China leaves benchmark lending rates unchanged as Beijing signals tolerance for stronger yuan - CNBC
China leaves benchmark lending rates unchanged as Beijing signals tolerance for stronger yuan - CNBC
China Maintains Benchmark Lending Rates Amid Currency Stability Focus
The People’s Bank of China (PBOC) has kept its 1-year and 5-year loan prime rates (LPR) unchanged at 3% and 3.5%, respectively, for a tenth consecutive month in February 2026, signaling a cautious approach to monetary policy amid a slowing economy. The decision reflects Beijing’s prioritization of targeted support for key sectors over broad stimulus, as growth in the final quarter of 2025 slowed to 4.5% year-on-year—the weakest pace since late 2022.
China’s economic challenges persist, with deflationary pressures evident in an 11-quarter negative GDP deflator and retail sales growth hitting a three-year low of 0.9% in December 2025. The property sector remains a drag, with fixed-asset investment declining 3.8% annually in 2025, driven by a deepening housing slump and regulatory efforts to curb local debt risks. Meanwhile, industrial production and exports have held up relatively well, with exports rising 5.5% in 2025 and contributing to a record $1.2 trillion trade surplus.

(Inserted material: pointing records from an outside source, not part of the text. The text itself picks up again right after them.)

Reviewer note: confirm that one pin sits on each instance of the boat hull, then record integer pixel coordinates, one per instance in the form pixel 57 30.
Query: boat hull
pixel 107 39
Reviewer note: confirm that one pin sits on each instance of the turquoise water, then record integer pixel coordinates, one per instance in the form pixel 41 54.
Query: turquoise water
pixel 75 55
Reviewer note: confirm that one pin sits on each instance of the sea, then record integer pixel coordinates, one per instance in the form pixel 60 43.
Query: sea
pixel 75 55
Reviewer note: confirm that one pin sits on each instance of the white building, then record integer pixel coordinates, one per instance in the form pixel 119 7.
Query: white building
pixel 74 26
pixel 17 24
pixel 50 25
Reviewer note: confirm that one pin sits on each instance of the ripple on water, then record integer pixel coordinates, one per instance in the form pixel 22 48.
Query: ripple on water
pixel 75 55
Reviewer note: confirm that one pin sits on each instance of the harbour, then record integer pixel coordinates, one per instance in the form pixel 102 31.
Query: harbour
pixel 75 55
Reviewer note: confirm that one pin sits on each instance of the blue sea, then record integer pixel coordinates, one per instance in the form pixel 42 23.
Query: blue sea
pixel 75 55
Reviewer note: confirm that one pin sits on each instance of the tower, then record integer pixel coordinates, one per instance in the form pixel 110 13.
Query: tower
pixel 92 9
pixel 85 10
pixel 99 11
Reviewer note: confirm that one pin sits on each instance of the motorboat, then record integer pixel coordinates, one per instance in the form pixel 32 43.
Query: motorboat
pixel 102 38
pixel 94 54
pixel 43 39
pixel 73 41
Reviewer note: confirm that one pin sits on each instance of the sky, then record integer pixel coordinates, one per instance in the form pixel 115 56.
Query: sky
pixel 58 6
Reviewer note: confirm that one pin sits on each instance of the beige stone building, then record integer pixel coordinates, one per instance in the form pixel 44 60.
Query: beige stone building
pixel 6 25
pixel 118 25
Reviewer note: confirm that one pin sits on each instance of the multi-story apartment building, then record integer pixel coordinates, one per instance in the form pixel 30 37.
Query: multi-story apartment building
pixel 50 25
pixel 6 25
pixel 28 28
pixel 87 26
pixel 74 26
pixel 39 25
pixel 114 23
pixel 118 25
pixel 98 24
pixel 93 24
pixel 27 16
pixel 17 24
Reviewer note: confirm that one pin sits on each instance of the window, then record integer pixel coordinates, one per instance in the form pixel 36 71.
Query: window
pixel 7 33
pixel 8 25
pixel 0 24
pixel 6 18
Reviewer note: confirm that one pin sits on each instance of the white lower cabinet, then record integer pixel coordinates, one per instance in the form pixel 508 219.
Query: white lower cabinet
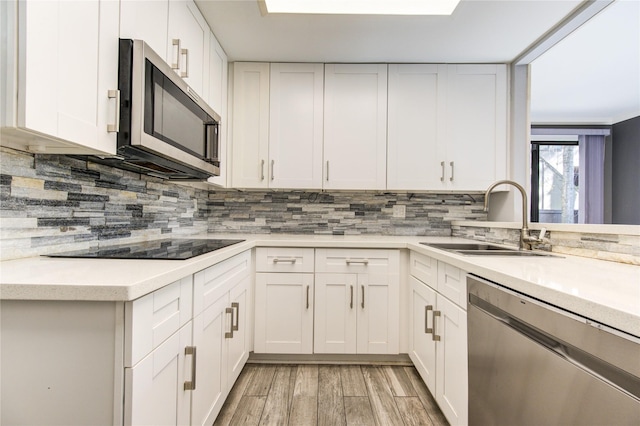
pixel 438 336
pixel 336 301
pixel 284 300
pixel 154 388
pixel 221 306
pixel 197 332
pixel 357 301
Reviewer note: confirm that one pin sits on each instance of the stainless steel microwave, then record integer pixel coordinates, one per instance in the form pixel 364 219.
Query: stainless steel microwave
pixel 165 128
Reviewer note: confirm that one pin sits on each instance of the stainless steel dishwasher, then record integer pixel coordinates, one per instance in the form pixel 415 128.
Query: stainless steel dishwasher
pixel 531 363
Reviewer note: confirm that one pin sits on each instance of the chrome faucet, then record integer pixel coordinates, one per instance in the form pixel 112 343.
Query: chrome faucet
pixel 527 241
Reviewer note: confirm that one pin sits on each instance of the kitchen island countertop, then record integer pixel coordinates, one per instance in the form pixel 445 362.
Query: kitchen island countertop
pixel 607 293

Amid these dynamics, the PBOC has signaled greater tolerance for a stronger yuan. The central bank recently adjusted its daily yuan fixing rate below the 7.0 level for the first time in nearly three years, allowing the currency to strengthen against the U.S. dollar. This shift aligns with efforts to manage inflation and stabilize imports, though a stronger yuan risks squeezing exporters already grappling with U.S. tariffs and global trade barriers.

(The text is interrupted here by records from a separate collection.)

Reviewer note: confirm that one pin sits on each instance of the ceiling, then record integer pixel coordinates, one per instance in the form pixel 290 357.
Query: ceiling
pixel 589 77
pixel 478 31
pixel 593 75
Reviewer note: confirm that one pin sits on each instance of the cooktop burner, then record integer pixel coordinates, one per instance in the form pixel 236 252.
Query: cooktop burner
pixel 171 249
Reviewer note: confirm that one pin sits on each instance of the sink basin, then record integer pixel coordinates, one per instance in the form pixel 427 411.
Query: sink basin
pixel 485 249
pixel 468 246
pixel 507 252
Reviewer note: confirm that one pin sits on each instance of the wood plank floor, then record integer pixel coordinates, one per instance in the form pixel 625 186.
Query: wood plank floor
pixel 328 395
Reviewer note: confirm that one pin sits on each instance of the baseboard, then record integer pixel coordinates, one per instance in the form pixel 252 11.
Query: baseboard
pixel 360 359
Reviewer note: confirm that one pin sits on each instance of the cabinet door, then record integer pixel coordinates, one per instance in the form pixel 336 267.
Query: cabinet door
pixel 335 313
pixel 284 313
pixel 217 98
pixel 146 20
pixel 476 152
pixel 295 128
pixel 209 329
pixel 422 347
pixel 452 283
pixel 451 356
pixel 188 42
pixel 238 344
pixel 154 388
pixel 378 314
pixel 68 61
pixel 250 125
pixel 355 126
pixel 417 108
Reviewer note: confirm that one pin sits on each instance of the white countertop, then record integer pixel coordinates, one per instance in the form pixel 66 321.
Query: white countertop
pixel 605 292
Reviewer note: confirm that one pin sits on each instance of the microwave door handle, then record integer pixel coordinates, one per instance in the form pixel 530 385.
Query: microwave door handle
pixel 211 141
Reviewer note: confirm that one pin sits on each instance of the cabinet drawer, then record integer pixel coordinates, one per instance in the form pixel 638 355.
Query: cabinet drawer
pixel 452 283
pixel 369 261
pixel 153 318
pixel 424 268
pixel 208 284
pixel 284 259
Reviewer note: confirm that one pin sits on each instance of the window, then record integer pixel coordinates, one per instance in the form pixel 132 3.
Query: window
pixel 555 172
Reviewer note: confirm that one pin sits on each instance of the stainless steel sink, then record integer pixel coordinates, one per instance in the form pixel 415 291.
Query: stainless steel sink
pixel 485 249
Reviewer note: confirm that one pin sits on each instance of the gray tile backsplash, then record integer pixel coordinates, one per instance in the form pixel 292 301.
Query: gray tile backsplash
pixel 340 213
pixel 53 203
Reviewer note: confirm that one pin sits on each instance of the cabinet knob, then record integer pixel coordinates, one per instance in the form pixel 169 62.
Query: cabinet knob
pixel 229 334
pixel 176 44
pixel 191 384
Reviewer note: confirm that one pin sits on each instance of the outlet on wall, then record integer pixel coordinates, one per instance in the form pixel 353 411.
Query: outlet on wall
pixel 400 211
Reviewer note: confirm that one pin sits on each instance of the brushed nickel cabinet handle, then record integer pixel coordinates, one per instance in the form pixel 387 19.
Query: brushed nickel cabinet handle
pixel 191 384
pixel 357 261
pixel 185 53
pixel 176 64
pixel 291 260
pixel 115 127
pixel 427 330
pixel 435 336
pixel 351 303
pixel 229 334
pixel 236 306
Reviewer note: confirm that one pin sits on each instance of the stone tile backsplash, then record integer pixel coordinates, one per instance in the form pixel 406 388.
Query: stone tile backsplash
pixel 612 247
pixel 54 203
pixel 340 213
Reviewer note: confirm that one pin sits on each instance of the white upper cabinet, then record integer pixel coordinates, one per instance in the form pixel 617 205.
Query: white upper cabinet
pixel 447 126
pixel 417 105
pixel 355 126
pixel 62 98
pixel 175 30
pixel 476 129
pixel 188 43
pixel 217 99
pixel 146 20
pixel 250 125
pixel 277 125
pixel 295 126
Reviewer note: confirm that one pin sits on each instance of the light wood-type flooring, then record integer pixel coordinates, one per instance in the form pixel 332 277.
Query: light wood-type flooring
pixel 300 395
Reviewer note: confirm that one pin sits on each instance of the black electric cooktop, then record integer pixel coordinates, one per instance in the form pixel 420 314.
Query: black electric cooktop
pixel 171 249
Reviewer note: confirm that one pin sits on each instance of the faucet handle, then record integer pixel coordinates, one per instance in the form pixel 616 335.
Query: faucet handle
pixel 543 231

To balance growth and stability, the PBOC has introduced targeted measures, including lowering interest rates on structural monetary tools by 0.25 percentage points in January 2026 and expanding relending programs for private firms and tech innovation loans. Economists anticipate further easing, with Goldman Sachs forecasting a 50-basis-point cut in the reserve requirement ratio and a 10-basis-point reduction in policy rates in early 2026.
The PBOC’s strategy underscores a delicate balancing act: supporting a weakening domestic economy while managing currency pressures and external trade tensions. With deflationary risks and weak private-sector demand persisting, the focus remains on calibrated interventions rather than broad monetary stimulus.